[Mesa-dev] [PATCH 00/53] intel/fs: SIMD32 support for fragment shaders
Eero Tamminen
eero.t.tamminen at intel.com
Tue May 29 16:05:28 UTC 2018
Hi,
On 29.05.2018 18:58, Eero Tamminen wrote:
> On 25.05.2018 00:55, Jason Ekstrand wrote:
>> This patch series adds back-end compiler support for SIMD32 fragment
>> shaders. Support is added and everything works but it's currently hidden
>> behind INTEL_DEBUG=do32. We know that it improves performance in some
>> cases but we do not yet have a good enough heuristic to start turning
>> it on
>> by default. The objective of this series is to just to get the compiler
>> infrastructure landed so that it stops bit-rotting in Curro's branch.
>
> Tested v3 on BXT & SKL. Everything seems to work otherwise fine.
s/otherwise//
- Eero
(regardless of how many times one reads a mail before sending, there
always seems to be some leftover one misses.)

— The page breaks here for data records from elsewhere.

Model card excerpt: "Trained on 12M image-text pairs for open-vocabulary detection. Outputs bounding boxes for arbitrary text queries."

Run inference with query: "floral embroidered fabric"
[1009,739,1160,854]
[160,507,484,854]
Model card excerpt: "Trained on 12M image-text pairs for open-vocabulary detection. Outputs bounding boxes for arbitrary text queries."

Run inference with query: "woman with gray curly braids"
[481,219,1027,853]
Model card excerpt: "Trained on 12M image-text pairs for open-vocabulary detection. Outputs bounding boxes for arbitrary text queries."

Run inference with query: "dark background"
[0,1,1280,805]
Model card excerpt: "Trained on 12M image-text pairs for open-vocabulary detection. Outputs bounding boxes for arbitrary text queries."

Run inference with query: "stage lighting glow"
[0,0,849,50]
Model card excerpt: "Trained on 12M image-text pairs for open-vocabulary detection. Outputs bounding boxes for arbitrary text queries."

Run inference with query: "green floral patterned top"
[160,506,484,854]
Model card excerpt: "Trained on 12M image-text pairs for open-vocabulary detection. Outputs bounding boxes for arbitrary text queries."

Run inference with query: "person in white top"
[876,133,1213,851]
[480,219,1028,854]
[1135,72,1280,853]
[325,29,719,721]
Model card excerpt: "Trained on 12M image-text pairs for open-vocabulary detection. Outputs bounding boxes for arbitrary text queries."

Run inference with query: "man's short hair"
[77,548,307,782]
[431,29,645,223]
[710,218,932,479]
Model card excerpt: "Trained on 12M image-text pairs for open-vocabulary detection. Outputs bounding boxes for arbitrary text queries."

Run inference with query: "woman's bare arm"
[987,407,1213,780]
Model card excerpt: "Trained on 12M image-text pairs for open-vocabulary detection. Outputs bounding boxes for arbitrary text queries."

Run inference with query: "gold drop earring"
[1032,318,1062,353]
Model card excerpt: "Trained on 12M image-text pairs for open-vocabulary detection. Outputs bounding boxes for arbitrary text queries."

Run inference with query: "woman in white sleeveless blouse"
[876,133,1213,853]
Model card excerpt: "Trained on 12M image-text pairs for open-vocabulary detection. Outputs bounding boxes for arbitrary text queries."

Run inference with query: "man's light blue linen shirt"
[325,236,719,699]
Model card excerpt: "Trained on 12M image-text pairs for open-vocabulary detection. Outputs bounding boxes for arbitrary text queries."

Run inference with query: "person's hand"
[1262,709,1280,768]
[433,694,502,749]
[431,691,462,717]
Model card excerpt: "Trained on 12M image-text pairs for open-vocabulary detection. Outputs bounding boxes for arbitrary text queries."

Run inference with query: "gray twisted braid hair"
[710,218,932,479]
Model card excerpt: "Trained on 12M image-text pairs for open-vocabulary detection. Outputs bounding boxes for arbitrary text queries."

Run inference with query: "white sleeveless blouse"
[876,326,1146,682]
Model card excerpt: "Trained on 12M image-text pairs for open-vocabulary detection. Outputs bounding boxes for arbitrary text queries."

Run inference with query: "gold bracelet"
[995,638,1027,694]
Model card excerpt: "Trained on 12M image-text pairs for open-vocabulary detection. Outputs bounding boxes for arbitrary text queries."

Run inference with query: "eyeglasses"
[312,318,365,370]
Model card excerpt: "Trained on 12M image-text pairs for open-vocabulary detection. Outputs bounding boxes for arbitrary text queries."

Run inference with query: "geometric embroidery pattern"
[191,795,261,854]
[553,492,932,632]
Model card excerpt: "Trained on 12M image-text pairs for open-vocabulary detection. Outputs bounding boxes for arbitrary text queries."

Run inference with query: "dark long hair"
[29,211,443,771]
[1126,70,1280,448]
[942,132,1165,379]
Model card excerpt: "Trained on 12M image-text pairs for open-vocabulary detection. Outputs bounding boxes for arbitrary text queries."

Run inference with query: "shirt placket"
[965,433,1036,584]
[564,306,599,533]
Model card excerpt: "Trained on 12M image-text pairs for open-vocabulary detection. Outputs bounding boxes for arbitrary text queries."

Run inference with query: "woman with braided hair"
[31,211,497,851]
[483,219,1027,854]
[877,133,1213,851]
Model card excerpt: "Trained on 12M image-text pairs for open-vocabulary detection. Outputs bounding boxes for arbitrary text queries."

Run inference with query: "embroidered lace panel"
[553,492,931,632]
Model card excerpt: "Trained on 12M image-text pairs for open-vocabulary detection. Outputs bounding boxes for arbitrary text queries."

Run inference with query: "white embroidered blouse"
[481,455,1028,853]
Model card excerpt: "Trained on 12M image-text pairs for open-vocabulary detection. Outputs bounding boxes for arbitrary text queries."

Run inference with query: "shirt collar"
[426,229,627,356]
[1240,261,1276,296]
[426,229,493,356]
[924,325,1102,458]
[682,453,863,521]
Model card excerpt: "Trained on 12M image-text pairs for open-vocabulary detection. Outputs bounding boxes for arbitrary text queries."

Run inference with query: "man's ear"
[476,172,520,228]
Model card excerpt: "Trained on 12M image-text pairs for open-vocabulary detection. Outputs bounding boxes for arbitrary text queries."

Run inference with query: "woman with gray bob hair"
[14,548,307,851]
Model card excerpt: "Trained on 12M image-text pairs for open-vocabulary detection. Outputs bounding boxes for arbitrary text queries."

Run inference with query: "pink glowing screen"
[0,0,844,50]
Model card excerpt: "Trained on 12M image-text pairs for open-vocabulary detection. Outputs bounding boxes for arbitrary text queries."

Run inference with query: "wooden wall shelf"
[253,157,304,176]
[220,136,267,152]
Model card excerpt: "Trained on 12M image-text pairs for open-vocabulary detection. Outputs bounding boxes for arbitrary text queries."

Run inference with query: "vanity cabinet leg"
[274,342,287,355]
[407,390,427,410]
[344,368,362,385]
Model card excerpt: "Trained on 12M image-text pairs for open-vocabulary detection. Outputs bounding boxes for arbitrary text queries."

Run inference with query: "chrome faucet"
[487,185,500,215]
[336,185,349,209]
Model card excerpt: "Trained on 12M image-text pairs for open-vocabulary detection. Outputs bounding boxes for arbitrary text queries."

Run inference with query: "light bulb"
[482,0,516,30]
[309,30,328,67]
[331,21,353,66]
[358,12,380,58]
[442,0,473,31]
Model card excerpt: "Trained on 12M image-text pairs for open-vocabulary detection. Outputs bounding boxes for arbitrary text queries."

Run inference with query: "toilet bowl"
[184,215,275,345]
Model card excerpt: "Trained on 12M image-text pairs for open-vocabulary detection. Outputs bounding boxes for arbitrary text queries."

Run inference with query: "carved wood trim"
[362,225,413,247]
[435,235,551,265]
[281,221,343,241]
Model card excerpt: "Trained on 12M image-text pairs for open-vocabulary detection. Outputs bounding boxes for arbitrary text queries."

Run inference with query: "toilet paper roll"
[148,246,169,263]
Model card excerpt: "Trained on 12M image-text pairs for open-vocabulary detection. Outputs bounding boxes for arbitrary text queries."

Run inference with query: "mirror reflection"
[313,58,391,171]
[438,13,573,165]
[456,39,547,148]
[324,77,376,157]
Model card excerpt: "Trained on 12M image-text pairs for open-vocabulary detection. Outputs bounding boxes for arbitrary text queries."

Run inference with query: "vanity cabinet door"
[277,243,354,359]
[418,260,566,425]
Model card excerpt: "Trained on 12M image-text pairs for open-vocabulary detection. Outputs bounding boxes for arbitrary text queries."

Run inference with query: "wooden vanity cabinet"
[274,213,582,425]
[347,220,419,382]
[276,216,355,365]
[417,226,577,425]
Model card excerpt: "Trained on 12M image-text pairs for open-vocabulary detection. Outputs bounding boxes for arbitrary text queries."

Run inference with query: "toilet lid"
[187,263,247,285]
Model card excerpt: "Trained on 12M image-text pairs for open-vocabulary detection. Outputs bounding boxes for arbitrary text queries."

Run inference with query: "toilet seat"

> Tested-by Eero Tamminen <eero.t.tamminen at intel.com>
>
>
>> Figuring out a good heuristic is left as an exercise to the reader. :-)
>
> Simple heuristic that just enables SIMD32 for everything that isn't
> MRT shader, gives nice perf improvements on BXT J4205:
> * +30% GfxBench ALU2
> * +25% SynMark PSPom
> * +10% GpuTest Julia32
> * +9% GfxBench CarChase
> * +7% GfxBench Manhattan 3.0
> * +3-7% GLB T-Rex, SynMark ShMapVsm, GpuTest Triangle
> * +1-3% GfxBench Manhattan 3.1 & T-Rex, Unigine Heaven, GpuTest FurMark
> * -1-2% GfxBench Aztec Ruins, MemBW Write, SynMark DeferredAA, Fill*,
> VSInstancing & ZBuffer
> * -2-3% GLB 2.7 Fill
> * -4-5% MemBW Blend
>
> On SKL, perf differences are smaller.
>
> SIMD32 can cause write bound tests to trash, which is visible as perf
> regression in fully write bound tests above (that's also the reason
> why SIMD32 is good to disable with MRT shaders).
>
> As to reads, SIMD32 improves cache locality until it starts trashing.
> In above GfxBench tests, and amount of texture sampling they do, this
> shows in HW counters as increased texture cache misses (trashing), but
> less L3 misses (better locality). Along with (more important) better
> latency compensation, these explain why SIMD32 improves performance in
> them.
>
>
> More advanced heuristics that try to avoid the SIMD32 performance
> regressions, unfortunately also get rid of clear part of the above
> improvements. Such heuristics would need improved instruction scheduler
> that provides feedback on which shaders have latency issues where SIMD32
> would help.
>
> (A potential run-time heuristics would be disabling SIMD32 when too
> large textures are bound for draw.)
>
>
> - Eero
>
>> Francisco Jerez (34):
>> intel/eu: Remove brw_codegen::compressed_stack.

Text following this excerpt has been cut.